Teachers in the Trenches

My Great Aunt Marion Fargey Brooker wrote a book about my Great Great uncle Jim Farley called Hold the Oxo!: A Teenage Soldier Writes Home. He went to fight for Canada in the First World War when he was 17, got injured at 18 and died at the Battle of the Somme. Jim found solace in writing home about bringing in the harvest, and the price of hogs and not about the horrors of war. Fargey Brooker fills in the gaps to illustrate the challenges of being a young soldier in wartime. We often use the metaphor of teachers being in the trenches and I guess this comes from the brutal reality of teaching. Perhaps we need to challenge our practice of always being the ones who take up the slack of meeting the needs of an education system that requires more and more of us. We need to be able to tell our community our limits and to establish our personal and professional boundaries. My Great Great Uncle died in the trenches of World War One and we should do our best as educators to not suffer from being in a community but rather thrive in a community. 


Make the space and tell your story!

Stories are the medicine that fill in the gaps of the self and show us who we are.

- Catherine Richardson, Belonging Metis

In my TEDx talk, I did a call to action to educators to make the space for students to have a Makerspace where they tinker, build, and experiment and I would like to echo this now with a new call to action, to make the space to build community in our schools and communities. 

• Don’t wait for your principal or someone else to lead in your school, we are all leaders. 

• Find your tribe, your allies, and your accomplices.

• Lift up women, Indigenous, racialized and LGBTQ+ educators. 

• Mentor others and let yourself be mentored. Invite feedback and learn how to accept it.

• Normalize that we all experience Imposter Syndrome and demystify this phenomena for others. Make it normal that we all are perpetual learners with strengths and weaknesses. 

• Value introvert and quiet leaders as they have a super power. They observe, evaluate, listen and take the time to make decisions. We need them as touch stones to guide us on the right path. We need everyone’s voices in the room so identify strategies in meetings to allow everyone to have a say with adequate wait time.

• Promote joy and fun in your school as an antidote for stress and frustration.

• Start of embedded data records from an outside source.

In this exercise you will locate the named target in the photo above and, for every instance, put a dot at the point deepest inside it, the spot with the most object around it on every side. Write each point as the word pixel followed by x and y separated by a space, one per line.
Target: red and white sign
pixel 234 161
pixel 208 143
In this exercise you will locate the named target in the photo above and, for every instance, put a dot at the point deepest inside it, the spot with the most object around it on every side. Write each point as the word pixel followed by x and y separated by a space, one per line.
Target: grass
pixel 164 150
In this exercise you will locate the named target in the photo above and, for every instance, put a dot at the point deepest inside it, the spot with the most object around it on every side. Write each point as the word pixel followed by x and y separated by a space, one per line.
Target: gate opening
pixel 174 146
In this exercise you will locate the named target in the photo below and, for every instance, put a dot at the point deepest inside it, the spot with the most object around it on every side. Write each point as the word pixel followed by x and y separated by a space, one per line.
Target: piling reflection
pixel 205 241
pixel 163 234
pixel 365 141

What stories are we telling about our community to build and sustain our community? We create narratives about all sorts of things that either lift up or breakdown people. Are we good storytellers? What skills do we need to work on to become better storytellers? Are we using story for the good of our community? Are we impeccable with our word? 

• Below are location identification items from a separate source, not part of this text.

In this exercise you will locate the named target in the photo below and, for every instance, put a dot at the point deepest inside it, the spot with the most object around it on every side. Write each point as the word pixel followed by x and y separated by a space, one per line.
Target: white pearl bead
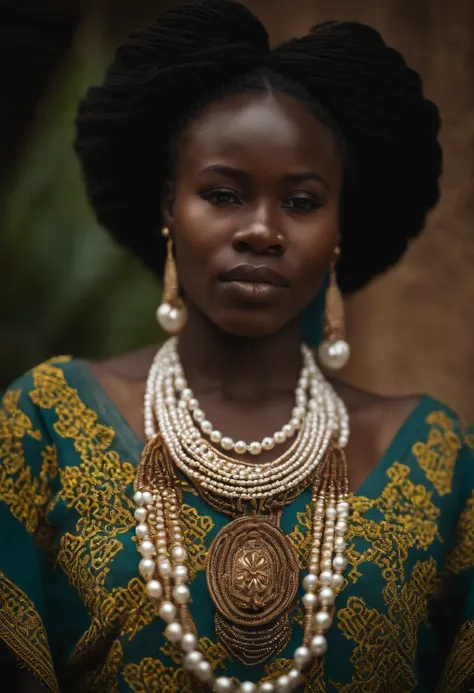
pixel 146 548
pixel 180 384
pixel 216 436
pixel 295 678
pixel 170 318
pixel 334 355
pixel 339 563
pixel 146 568
pixel 255 448
pixel 140 514
pixel 147 498
pixel 154 589
pixel 164 568
pixel 268 443
pixel 179 554
pixel 343 508
pixel 173 632
pixel 288 430
pixel 310 582
pixel 319 645
pixel 181 594
pixel 192 659
pixel 188 642
pixel 266 687
pixel 203 671
pixel 279 437
pixel 309 600
pixel 223 685
pixel 302 656
pixel 198 415
pixel 206 427
pixel 141 530
pixel 323 620
pixel 167 611
pixel 240 447
pixel 247 687
pixel 325 577
pixel 181 572
pixel 283 684
pixel 326 596
pixel 227 443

Austin Klein in Steal Like an Artist, talks about surrounding ourselves with good content and ideas to be a better artist and storyteller. Also, he talks about our ability to re-cycle and transform things to make them better than before. Invest in your community with good thoughts, deeds and efforts and you will jumpstart innovation. My work is fuelled by the kind people that I have conversations and relationships with. So, make the space of community with others in our schools and watch what innovation happens. 

1 reply

August 16, 2024

Thank you so much for your post! Your story brings me a desire to reflect on my own practices in my coaching role.